I sat down in a calm manner and waited for my next call to duty.After some time, a bee flew past and alighted on a nearby flower. I watched this bee intently while it was going about its business and came to realise that it never aligned on a dead flower- only on the live ones. I got to thinking about human behaviour and came to the conclusion that we could learn a lot from bees.
How often do we hold onto dead relationships, jobs and situations-always hoping that they will change,when in fact we should be thanking them for the learning,letting go and walking away-dashing off to embrace new relationship and learning.
How much pain do we cause ourselves through this process of holding on, and to what advantage ?Holding onto the past not only keeps us in a painful state, but it stunt our growth-both physically and spiritually.

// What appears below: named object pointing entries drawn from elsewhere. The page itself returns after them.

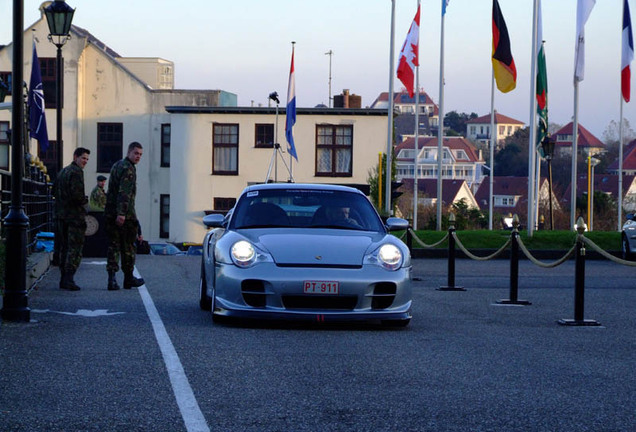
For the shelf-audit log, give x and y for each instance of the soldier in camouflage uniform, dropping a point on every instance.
(121, 219)
(70, 208)
(97, 201)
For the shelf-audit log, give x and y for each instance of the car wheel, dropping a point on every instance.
(625, 249)
(396, 323)
(205, 302)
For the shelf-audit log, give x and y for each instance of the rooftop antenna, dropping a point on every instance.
(329, 53)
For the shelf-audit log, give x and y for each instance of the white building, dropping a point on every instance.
(478, 129)
(219, 151)
(461, 160)
(110, 101)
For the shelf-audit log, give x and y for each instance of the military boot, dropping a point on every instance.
(67, 282)
(131, 281)
(112, 281)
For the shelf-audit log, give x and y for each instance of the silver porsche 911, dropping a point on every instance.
(305, 252)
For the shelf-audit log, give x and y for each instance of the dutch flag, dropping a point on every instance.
(290, 112)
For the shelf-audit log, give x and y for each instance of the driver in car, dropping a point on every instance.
(340, 216)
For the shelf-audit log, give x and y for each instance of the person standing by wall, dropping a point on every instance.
(71, 216)
(121, 219)
(97, 201)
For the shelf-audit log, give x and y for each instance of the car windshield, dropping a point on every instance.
(309, 208)
(164, 249)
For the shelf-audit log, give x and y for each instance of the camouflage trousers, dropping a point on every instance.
(121, 244)
(71, 242)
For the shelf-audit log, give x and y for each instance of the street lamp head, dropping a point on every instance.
(4, 90)
(59, 16)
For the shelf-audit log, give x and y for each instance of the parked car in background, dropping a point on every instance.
(164, 248)
(628, 238)
(305, 252)
(194, 250)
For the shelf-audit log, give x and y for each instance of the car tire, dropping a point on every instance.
(396, 323)
(205, 302)
(627, 255)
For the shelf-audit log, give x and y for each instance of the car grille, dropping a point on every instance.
(319, 302)
(253, 291)
(383, 295)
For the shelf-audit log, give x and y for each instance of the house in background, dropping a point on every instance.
(461, 160)
(453, 191)
(478, 129)
(607, 184)
(510, 196)
(588, 144)
(404, 106)
(629, 161)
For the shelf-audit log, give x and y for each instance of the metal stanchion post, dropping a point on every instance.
(579, 282)
(451, 257)
(514, 267)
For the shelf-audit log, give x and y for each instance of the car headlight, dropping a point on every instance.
(389, 257)
(243, 253)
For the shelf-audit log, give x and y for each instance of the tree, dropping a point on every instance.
(512, 159)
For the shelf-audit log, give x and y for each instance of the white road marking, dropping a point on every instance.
(190, 411)
(81, 312)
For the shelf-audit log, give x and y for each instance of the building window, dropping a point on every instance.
(50, 160)
(164, 216)
(224, 204)
(109, 145)
(4, 145)
(165, 145)
(334, 150)
(264, 135)
(48, 69)
(6, 78)
(225, 149)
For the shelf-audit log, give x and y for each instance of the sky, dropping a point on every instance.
(244, 47)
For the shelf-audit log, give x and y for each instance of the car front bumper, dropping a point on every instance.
(269, 291)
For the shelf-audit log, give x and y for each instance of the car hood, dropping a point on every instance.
(320, 247)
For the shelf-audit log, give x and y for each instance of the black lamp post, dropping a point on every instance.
(15, 301)
(548, 151)
(59, 16)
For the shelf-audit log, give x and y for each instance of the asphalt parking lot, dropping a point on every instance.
(96, 360)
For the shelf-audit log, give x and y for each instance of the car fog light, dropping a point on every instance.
(243, 253)
(390, 256)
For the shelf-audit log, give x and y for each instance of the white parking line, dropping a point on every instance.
(190, 411)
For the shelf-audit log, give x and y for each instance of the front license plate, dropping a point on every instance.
(321, 287)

I have stopped sending Christmas cards. This has always been a December ritual,though for the past few years it wasn't really resonated with me at all. However,this year every fibre of my being rebelled against this habit of mine! I had this heightened sense of dread-which seemed excessive for something as trival as writing cards,but was really about something deeper going on in my psyche.The truth is some of these people I sent cards to,I don't even know anymore.it's a once a year friendship - habit forming on both sides I would think. Fundamentally,dead relationship.

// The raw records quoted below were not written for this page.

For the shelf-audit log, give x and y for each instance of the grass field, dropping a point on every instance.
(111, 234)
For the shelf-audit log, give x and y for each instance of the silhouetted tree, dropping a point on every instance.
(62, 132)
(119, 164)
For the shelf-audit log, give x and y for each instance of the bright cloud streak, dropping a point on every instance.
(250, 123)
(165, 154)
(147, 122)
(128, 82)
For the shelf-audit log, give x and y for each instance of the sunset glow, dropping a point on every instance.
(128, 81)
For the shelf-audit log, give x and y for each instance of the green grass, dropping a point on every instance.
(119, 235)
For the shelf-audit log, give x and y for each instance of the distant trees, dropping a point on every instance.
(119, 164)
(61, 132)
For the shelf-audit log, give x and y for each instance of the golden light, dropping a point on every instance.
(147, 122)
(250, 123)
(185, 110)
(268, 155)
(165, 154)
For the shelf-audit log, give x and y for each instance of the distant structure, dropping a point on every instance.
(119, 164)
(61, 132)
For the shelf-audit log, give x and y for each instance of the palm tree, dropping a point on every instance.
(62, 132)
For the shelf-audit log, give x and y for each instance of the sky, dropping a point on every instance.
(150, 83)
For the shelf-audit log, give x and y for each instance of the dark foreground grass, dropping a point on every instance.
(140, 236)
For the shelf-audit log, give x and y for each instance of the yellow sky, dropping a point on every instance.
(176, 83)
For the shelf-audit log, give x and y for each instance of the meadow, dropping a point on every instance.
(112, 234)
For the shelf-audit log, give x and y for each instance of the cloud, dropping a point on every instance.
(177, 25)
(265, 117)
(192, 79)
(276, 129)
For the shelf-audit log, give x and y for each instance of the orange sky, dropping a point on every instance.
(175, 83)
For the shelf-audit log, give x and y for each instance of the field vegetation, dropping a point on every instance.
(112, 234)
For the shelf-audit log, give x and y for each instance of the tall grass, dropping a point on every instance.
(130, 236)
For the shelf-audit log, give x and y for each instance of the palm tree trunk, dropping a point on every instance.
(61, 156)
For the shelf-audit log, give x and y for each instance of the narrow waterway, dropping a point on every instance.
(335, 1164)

Instead,I phoned a few friends on Christmas Day and they were both delighted and surprised to hear from me.I will be contacting others in January and suggesting that we reignite our friendships-have conversations throughout the year, keeping up on what is happening in each others lives.Our friendships will either change and grow into something new,or fade away if we find that we no longer have anything in common,but at least there will be active movement,rather than holding onto the past,which is long gone and stagnant.
This decision has left me feeling lighter and freer-I have dispensed with an action which was bothering me to having to do a certain thing at a certain time.I don't know about you,but I am craving freedom of action and expression more and more these days-inline with the planetary changes which are in full swing.
I wish you all a very happy letting go period and may all the flowers that you land on-be live ones!